One of the things we have to do is obtain a permesso di soggiorno, which is something required by Italy and is in addition to our Resident’s Visa, but is the actual document that will allow us to stay here over three months.  We thought we just needed to go to the Questura (the police department) and show our Visa, and voila, permesso di soggiorno.  Not so much.  First of all, no one at the Sansepolcro Questura speaks English.  Nor should they, but this makes it very difficult for us to figure out exactly what we need to do.  Finally one of them points to a poster that has a phone number for the Questura in Arezzo and said we needed to call them.  Or at least we think that’s what he said.  At this point, instead of running on a wild goose chase to Arezzo, we employ the services of our friend Michelangelo who speaks about 59 languages.  The man is amazing.  And very nice to us.  He ends up on the phone for hours trying to figure out what we need to do.  Thank goodness he helped with this – no way we would have able to get this information on our own.  He made an appointment for us and off we went to Arezzo to get the papers filed.  It took about an hour for the papers to be completed, signed, sealed, and delivered.  Only they’re not quite delivered yet because for some reason we have to take the whole package to the Post Office and they give us the receipt and tracking information.  In Italy, there’s always one more step.

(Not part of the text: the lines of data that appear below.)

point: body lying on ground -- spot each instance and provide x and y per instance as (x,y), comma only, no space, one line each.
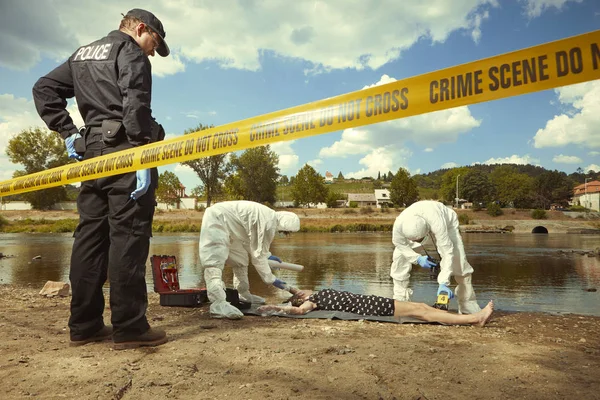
(305,301)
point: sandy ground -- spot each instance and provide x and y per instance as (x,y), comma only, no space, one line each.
(517,355)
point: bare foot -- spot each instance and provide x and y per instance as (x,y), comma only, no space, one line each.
(484,315)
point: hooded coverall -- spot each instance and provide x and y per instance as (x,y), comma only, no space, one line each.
(442,224)
(232,233)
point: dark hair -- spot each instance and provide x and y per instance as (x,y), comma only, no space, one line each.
(295,300)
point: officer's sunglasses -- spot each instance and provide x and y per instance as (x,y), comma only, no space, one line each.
(151,33)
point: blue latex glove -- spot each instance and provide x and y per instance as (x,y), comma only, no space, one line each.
(70,143)
(280,284)
(425,262)
(143,183)
(444,288)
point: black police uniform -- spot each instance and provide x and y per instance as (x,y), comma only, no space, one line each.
(112,82)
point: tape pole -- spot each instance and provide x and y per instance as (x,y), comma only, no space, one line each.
(547,66)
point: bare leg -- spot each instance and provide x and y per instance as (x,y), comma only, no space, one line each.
(426,313)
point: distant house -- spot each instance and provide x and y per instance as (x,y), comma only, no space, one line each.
(362,199)
(185,202)
(382,197)
(587,195)
(328,177)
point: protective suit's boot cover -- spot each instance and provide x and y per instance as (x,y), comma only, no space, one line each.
(252,298)
(467,302)
(401,290)
(215,289)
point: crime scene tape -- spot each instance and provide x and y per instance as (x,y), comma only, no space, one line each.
(547,66)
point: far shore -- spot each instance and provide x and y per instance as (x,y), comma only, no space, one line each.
(315,220)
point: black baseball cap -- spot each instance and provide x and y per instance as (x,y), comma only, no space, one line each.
(153,23)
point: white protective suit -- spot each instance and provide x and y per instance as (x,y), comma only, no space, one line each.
(231,233)
(441,222)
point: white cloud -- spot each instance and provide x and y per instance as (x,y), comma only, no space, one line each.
(592,167)
(315,163)
(381,159)
(387,139)
(288,159)
(579,123)
(163,66)
(514,159)
(567,159)
(534,8)
(449,165)
(364,34)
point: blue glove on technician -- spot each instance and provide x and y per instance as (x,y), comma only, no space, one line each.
(444,288)
(281,284)
(425,262)
(70,144)
(143,183)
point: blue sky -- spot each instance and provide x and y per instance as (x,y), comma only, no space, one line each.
(232,60)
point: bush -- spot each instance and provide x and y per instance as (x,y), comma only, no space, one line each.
(578,208)
(538,214)
(366,210)
(494,209)
(3,222)
(65,225)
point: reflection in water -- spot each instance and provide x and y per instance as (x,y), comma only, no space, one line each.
(523,272)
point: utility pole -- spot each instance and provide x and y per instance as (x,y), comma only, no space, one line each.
(585,191)
(457,198)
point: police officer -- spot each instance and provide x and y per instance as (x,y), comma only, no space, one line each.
(112,82)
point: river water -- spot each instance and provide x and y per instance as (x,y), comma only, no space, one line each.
(521,272)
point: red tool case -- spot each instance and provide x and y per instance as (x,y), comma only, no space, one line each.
(165,273)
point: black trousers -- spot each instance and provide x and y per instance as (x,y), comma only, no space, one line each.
(112,239)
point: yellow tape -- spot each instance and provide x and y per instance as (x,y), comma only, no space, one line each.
(563,62)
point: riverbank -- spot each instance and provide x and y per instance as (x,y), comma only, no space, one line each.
(517,355)
(313,220)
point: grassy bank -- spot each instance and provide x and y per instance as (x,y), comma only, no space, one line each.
(68,226)
(312,220)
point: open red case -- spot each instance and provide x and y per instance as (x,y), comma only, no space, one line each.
(165,273)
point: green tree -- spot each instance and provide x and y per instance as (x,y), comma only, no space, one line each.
(403,189)
(552,187)
(309,187)
(211,170)
(476,187)
(197,192)
(38,150)
(512,188)
(332,198)
(255,175)
(168,189)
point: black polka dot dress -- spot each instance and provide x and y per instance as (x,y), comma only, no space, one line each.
(334,300)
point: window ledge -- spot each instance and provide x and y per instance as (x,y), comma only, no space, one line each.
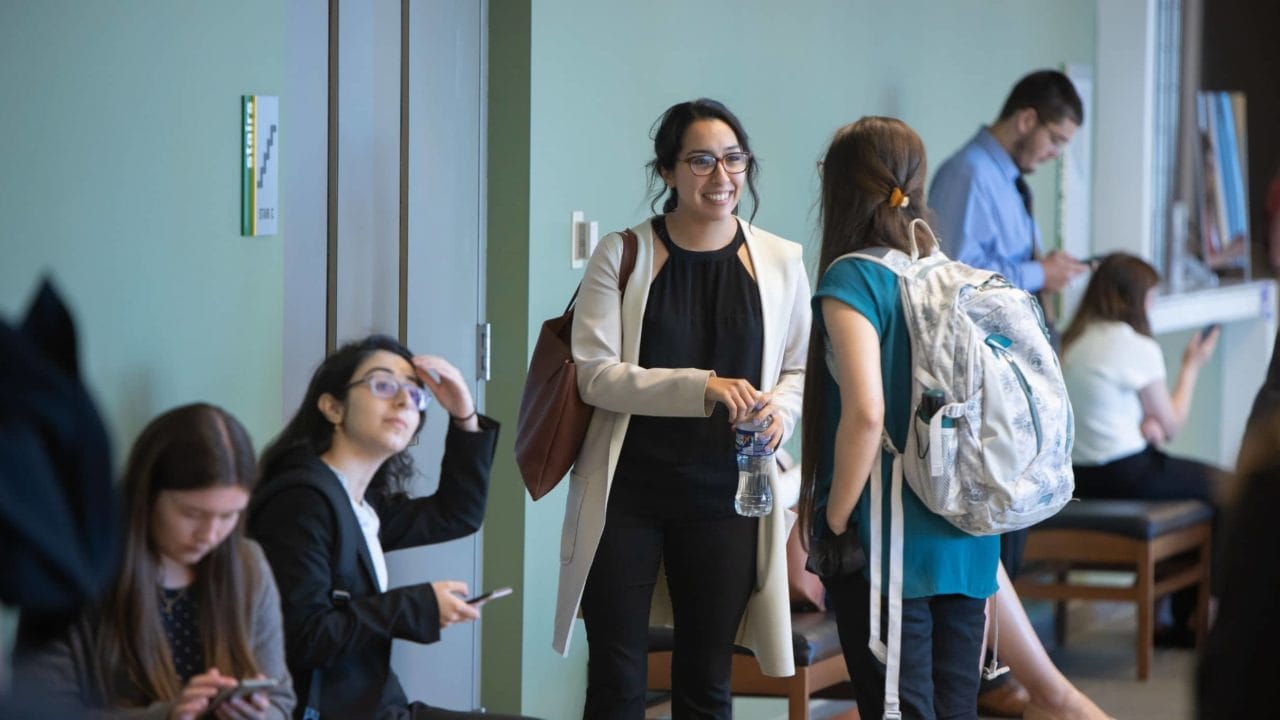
(1223,304)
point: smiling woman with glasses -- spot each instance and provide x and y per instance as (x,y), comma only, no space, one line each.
(709,332)
(332,500)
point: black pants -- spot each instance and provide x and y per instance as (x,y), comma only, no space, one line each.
(711,573)
(420,711)
(941,651)
(1153,475)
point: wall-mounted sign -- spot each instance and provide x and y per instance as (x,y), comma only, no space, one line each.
(260,163)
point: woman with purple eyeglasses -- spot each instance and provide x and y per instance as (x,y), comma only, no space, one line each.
(333,497)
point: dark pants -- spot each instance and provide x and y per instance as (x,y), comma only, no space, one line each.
(1153,475)
(941,650)
(711,573)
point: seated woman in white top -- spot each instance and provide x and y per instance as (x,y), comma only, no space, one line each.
(1115,376)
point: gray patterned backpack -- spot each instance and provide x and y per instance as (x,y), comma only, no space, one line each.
(990,445)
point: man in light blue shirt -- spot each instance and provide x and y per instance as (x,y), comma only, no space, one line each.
(981,203)
(982,210)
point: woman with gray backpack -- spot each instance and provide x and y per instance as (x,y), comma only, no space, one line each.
(860,397)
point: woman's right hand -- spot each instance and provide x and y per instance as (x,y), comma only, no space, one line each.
(195,697)
(451,598)
(1200,347)
(736,395)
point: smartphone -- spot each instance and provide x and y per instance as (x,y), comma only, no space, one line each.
(246,687)
(492,595)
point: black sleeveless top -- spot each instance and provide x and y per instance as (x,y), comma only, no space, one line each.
(703,311)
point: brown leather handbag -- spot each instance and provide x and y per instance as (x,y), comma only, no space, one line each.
(553,418)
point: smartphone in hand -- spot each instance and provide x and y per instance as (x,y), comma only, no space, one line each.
(492,595)
(246,687)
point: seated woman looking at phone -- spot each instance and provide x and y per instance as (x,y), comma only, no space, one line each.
(1124,411)
(334,497)
(193,610)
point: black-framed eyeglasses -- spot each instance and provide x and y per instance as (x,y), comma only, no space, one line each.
(387,387)
(704,163)
(1057,139)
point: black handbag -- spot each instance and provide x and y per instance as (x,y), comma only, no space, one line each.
(836,556)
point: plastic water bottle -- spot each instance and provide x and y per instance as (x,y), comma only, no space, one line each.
(754,497)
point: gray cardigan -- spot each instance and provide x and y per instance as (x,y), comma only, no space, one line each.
(59,677)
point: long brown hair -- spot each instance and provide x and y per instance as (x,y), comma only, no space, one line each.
(191,447)
(1118,291)
(865,162)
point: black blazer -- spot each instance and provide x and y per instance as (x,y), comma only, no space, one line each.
(302,532)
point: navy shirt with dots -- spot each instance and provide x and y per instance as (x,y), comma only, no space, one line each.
(178,611)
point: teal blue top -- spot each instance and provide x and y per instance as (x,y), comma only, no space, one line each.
(937,557)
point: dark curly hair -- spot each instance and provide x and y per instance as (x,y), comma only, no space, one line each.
(310,429)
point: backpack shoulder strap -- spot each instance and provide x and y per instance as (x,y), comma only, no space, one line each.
(630,245)
(629,263)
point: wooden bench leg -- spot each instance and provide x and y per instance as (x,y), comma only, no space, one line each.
(1146,582)
(1202,597)
(798,695)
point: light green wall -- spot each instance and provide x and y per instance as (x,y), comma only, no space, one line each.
(119,136)
(599,73)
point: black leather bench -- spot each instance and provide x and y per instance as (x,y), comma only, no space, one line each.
(1164,543)
(819,664)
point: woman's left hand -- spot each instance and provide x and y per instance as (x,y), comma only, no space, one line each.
(767,410)
(449,388)
(252,707)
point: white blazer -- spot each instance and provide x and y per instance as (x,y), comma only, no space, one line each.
(607,350)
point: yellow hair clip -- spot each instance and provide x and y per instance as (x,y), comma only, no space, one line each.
(897,200)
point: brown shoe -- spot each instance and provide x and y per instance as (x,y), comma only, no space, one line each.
(1006,700)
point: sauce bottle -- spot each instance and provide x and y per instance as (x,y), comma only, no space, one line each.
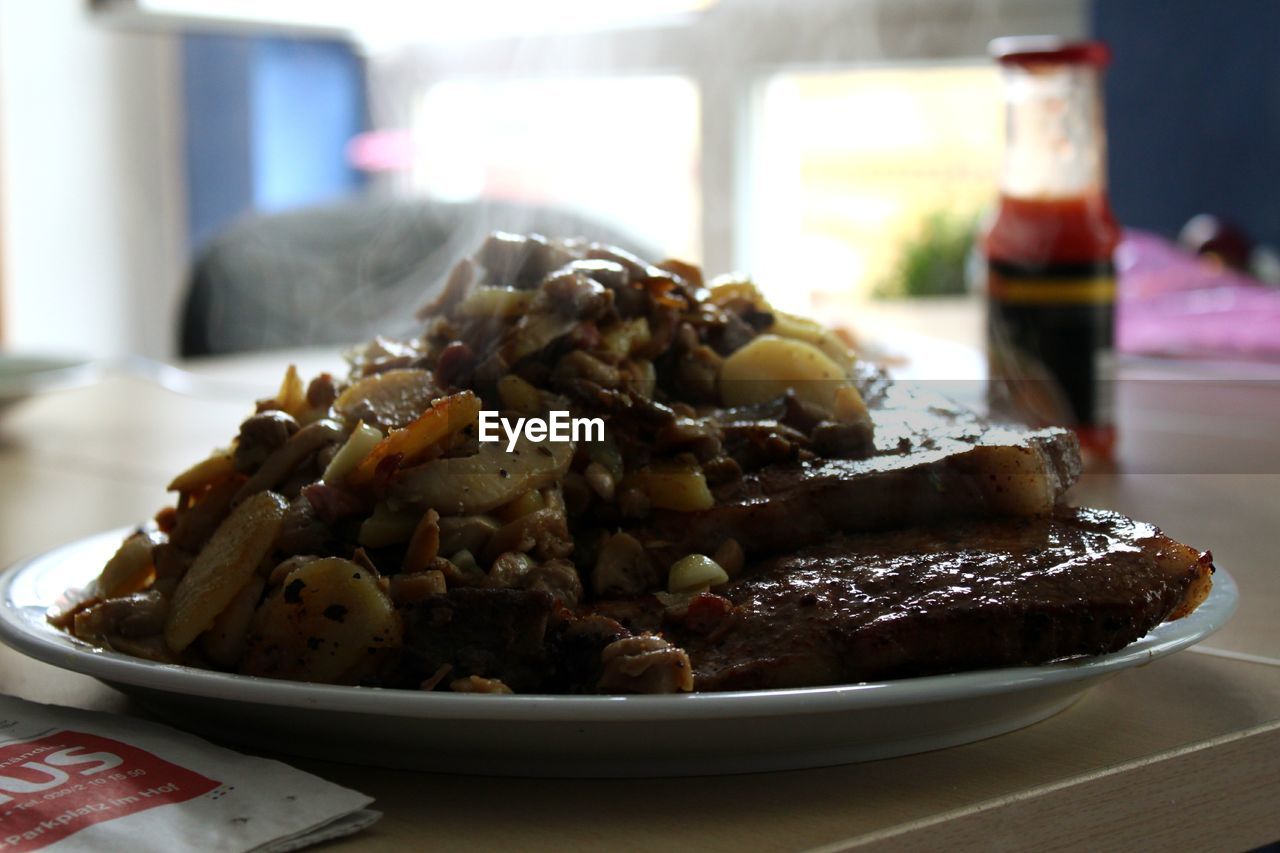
(1048,249)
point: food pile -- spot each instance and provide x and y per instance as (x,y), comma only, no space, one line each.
(762,509)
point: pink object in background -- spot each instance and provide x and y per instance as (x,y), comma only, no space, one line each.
(1174,304)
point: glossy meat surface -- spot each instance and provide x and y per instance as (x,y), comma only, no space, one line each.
(958,597)
(931,461)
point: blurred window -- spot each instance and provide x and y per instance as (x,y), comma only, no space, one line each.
(851,167)
(567,142)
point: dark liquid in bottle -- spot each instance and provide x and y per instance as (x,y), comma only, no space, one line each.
(1051,308)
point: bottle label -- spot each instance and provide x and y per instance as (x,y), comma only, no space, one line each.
(1050,336)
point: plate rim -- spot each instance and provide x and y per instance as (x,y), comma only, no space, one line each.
(45,643)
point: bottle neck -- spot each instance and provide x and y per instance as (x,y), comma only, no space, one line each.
(1055,138)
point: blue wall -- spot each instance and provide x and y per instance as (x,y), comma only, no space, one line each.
(1193,112)
(266,126)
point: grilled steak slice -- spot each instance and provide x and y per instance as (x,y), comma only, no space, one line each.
(965,596)
(492,633)
(931,461)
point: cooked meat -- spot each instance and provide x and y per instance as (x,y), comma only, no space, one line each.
(959,597)
(731,516)
(490,633)
(929,464)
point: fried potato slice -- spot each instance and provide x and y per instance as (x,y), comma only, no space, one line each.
(446,416)
(388,400)
(223,566)
(328,621)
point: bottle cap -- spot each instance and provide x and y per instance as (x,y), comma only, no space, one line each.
(1048,50)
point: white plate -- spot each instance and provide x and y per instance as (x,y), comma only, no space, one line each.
(553,735)
(26,374)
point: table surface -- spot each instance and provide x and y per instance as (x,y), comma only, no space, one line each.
(1184,751)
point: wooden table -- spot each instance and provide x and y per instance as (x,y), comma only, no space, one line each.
(1183,752)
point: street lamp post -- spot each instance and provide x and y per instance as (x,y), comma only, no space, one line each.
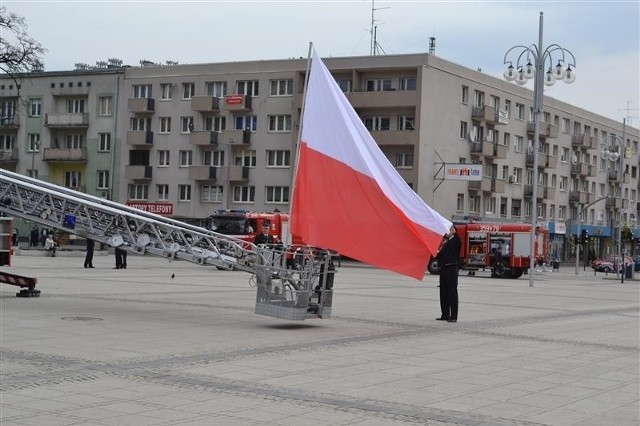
(521,73)
(615,152)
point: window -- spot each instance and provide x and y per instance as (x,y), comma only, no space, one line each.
(103,179)
(212,194)
(188,90)
(72,179)
(140,124)
(75,106)
(460,203)
(248,87)
(215,124)
(141,91)
(408,83)
(184,193)
(345,85)
(163,157)
(186,124)
(186,158)
(75,141)
(278,158)
(279,123)
(378,85)
(245,157)
(478,98)
(376,123)
(104,142)
(166,91)
(35,107)
(165,124)
(217,89)
(213,158)
(277,194)
(34,142)
(404,160)
(282,87)
(249,122)
(463,130)
(406,122)
(162,192)
(105,105)
(465,95)
(244,194)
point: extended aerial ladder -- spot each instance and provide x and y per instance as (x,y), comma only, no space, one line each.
(293,282)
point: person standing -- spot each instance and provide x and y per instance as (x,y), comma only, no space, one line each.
(448,257)
(88,258)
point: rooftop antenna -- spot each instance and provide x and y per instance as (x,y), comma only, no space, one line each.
(374,29)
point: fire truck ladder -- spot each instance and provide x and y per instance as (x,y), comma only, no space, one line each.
(288,279)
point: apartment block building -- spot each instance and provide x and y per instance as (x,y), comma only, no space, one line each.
(185,140)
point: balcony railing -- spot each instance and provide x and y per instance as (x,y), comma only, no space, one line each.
(66,119)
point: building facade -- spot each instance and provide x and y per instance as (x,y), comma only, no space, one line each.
(185,140)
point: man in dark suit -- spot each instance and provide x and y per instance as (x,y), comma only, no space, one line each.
(448,258)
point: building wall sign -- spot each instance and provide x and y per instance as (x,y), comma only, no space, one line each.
(468,172)
(165,209)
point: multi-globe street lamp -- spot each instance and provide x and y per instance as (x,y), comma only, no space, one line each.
(523,71)
(612,148)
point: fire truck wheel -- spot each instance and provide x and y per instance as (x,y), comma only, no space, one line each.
(433,267)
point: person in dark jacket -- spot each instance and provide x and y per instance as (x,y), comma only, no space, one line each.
(88,258)
(448,258)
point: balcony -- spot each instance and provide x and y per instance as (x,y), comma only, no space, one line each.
(584,141)
(238,173)
(238,103)
(489,115)
(204,138)
(66,120)
(384,99)
(138,172)
(140,138)
(7,123)
(205,104)
(395,137)
(542,160)
(10,156)
(580,169)
(546,130)
(203,173)
(64,155)
(494,150)
(141,105)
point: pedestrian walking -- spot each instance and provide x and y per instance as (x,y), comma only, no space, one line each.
(88,258)
(448,258)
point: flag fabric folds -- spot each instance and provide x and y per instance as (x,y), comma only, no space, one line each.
(348,197)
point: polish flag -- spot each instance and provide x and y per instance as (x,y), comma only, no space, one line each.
(348,197)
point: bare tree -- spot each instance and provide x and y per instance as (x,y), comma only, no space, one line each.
(19,53)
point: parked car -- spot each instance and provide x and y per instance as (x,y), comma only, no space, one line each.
(612,264)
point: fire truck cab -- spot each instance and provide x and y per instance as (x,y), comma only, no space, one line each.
(503,248)
(246,225)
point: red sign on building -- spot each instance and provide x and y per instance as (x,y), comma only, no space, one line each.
(234,99)
(165,209)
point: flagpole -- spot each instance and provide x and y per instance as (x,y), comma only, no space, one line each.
(297,154)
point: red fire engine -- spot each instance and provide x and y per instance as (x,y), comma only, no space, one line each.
(246,225)
(504,248)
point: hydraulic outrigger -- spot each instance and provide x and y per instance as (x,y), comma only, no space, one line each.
(293,282)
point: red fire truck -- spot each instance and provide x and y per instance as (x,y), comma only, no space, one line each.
(504,248)
(246,225)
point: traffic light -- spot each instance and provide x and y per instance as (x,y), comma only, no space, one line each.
(584,236)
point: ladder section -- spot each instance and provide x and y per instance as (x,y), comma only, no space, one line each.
(118,225)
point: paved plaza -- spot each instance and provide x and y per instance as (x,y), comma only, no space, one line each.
(174,343)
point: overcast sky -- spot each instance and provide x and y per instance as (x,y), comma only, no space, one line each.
(603,35)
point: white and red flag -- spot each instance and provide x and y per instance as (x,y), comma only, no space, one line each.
(348,197)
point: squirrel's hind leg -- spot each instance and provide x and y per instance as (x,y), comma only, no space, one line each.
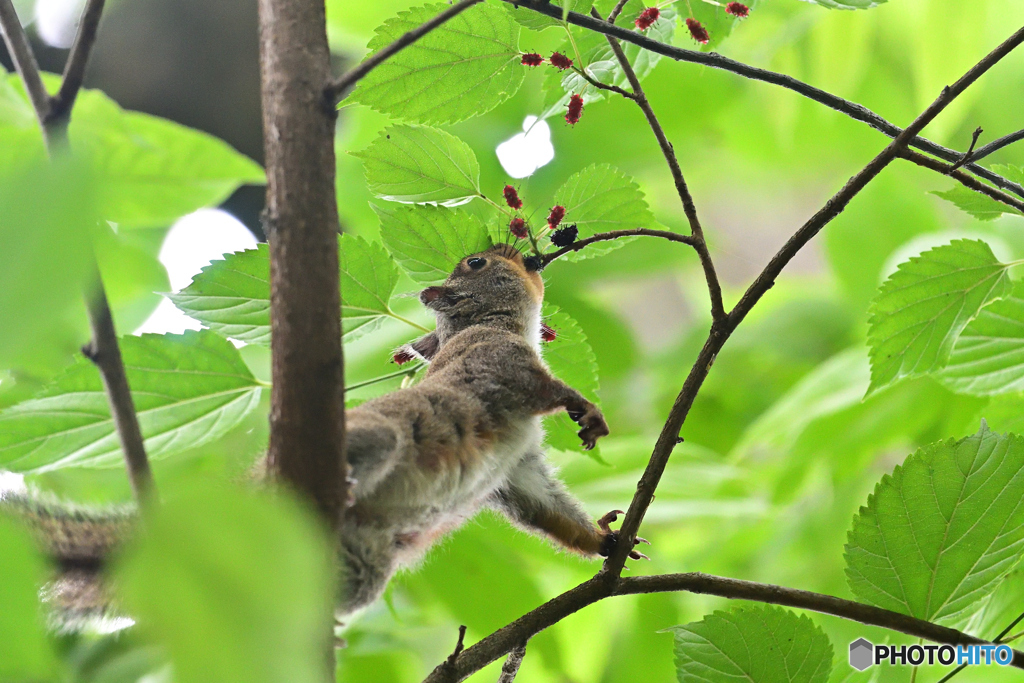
(535,500)
(373,446)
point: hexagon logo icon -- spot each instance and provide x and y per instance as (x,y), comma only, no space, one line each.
(861,654)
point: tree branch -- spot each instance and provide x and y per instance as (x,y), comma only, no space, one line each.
(306,449)
(699,244)
(964,178)
(998,143)
(338,88)
(512,664)
(615,235)
(103,349)
(608,581)
(716,60)
(71,83)
(25,60)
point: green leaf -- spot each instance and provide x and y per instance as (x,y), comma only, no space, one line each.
(237,587)
(570,359)
(26,652)
(464,68)
(760,644)
(428,242)
(848,4)
(150,171)
(539,22)
(368,278)
(988,357)
(980,206)
(232,296)
(600,59)
(600,199)
(938,535)
(421,164)
(923,307)
(188,390)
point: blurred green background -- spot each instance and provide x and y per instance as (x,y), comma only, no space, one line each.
(780,451)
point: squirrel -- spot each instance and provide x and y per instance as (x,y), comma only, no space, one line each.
(426,458)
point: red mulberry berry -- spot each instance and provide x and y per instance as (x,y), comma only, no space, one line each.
(697,31)
(512,197)
(565,236)
(576,110)
(737,9)
(647,17)
(556,215)
(517,226)
(560,61)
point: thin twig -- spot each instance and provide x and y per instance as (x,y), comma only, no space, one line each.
(338,88)
(105,353)
(74,75)
(964,178)
(25,61)
(699,244)
(715,60)
(615,235)
(764,282)
(967,155)
(609,582)
(603,86)
(504,640)
(512,664)
(103,349)
(998,143)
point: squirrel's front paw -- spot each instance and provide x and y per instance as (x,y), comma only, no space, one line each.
(593,424)
(610,539)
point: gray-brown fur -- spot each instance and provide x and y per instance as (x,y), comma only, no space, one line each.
(427,458)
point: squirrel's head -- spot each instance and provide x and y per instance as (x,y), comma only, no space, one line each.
(495,287)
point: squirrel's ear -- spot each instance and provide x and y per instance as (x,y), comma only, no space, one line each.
(426,346)
(431,295)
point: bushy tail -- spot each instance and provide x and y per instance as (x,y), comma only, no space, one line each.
(79,541)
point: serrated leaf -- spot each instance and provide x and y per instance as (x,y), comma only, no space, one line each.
(988,357)
(368,278)
(150,171)
(923,307)
(236,587)
(420,164)
(760,644)
(188,390)
(600,199)
(980,206)
(848,4)
(232,296)
(463,69)
(572,360)
(428,242)
(539,22)
(938,535)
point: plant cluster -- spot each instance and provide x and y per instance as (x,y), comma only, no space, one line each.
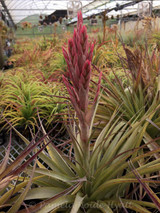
(112,160)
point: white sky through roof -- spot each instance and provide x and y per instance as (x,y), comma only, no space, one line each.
(19,9)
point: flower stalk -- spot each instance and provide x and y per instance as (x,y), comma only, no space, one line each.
(78,59)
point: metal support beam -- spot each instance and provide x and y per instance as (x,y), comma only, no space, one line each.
(116,8)
(7,11)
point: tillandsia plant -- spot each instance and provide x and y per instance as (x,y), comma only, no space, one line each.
(99,175)
(14,185)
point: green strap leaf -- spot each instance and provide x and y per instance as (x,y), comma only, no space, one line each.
(77,203)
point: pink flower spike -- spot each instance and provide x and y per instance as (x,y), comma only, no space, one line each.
(98,88)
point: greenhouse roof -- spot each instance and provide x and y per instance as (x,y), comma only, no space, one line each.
(17,10)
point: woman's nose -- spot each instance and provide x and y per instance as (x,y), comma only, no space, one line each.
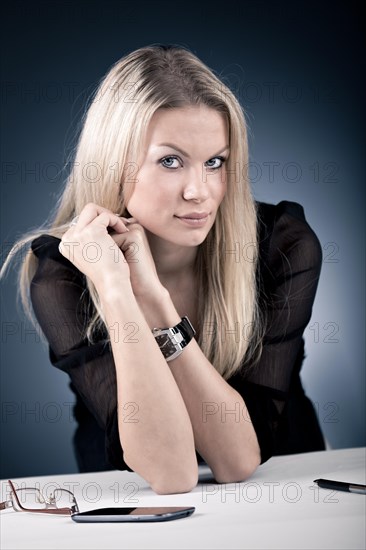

Same kind of thing with the utilities.  Since we were here last, we have acquired another property.  Our house is actually two separate apartments.  We had the bottom two floors and the third floor was rented to someone else.  Well, during the pandemic, they moved and it became available.  So we decided to take the whole house.  Only problem was we had to get the utilities transferred to our name.  Sounds simple, right?  Well, think again.  Fortunately, we know someone who is married to someone who works for the water company.  That one was relatively easy, thanks to a couple of Braves shirts brought to their two boys (thanks, Jason!).  The gas and electric – even our Italian friends say good luck to us on getting this done.  I’ll never understand the Italian love for bureaucracy.  I I wonder if it was created after WWII when they tried to employ thousands of people and had to have  so many layers that it just became ingrained.  But let me tell you, it is alive and well – and not just in government.  In every business you can imagine.  That’s why it’s good to retire here and not work here – I can’t imagine trying to figure all this out while making a living.

OK, so maybe these things don’t add up to any great impediment to a wonderful life.  After all, we’re in Tuscany, in a beautiful house, eating fantastic food, drinking amazing wine, looking at incredible scenery, and enjoying the most pleasant weather imaginable.  Maybe our standards are little too high to allow even a little bit of stress to infiltrate our lives.  Now that I think about it, shame on us for thinking we have anything to worry about.  We’re living the good life and into that life a little annoyance must enter.  At least we’re not trying to get our license renewed at the DMV.  Oh, driver’s license – there’s another thing we have to do.